SenesTech Reports Q4 2025 Earnings: Revenue $421,000, EPS $‑0.35 Misses Estimates

SNES
March 13, 2026

SenesTech, Inc. (NASDAQ: SNES) reported fourth‑quarter and full‑year 2025 results on March 12, 2026. Revenue for the quarter was $421,000, a decline from the $501,000 reported in Q4 2024 and well below the consensus estimate of $776,000. Earnings per share were $‑0.35, missing the consensus estimate of $‑0.30.

Full‑year 2025 revenue reached $2.2 million, up 20% from $1.86 million in 2024, while the net loss widened to $6.4 million from $6.2 million. The company’s gross margin improved to 62.5% from 54.1% in 2024, driven by a higher mix of high‑margin Evolve products and manufacturing efficiencies.

Management cited challenges in scaling the Evolve product line as the primary reason for the quarterly revenue miss. The company’s e‑commerce segment grew 88% year‑over‑year, now accounting for more than half of total revenue, and the transition to direct management of Amazon sales added a temporary $200,000 revenue impact in the quarter.

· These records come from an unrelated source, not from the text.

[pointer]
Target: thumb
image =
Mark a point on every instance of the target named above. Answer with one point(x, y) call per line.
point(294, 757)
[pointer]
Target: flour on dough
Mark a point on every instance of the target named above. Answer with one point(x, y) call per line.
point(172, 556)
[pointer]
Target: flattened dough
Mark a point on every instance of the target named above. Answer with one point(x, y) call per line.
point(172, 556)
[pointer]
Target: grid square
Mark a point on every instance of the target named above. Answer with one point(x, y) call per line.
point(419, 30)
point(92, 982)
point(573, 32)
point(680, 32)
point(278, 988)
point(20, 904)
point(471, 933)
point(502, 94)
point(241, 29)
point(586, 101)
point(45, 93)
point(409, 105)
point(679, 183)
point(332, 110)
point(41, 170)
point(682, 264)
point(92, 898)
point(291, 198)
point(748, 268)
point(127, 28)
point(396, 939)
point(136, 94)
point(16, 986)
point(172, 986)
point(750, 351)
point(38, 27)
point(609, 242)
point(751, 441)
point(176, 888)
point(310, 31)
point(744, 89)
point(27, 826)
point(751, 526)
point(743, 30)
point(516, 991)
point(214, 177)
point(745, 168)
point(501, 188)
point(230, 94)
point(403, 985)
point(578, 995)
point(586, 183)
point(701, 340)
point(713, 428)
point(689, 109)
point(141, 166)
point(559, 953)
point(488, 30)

CFO Tom Chesterman said the company’s revenue growth for the year was 20% and that the temporary transition effect had reduced full‑year revenue by about $200,000. He also noted that a legal dispute with Liphatech had been resolved and that the company’s liquidity position, with $8.6 million in cash and short‑term investments, provides runway through the second quarter of 2027.

Investors responded positively to the results, citing the company’s strong e‑commerce momentum, the improvement in gross margin, and the strategic focus on cost controls and channel expansion. Management also highlighted the ongoing search for a new CEO following Joel Fruendt’s retirement, describing the transition as planned and orderly.

Despite the quarterly miss, the company’s full‑year performance and margin expansion suggest that the underlying business model remains resilient. The company’s focus on e‑commerce, municipal markets, and product mix optimization positions it to capitalize on growth opportunities while maintaining disciplined cost management.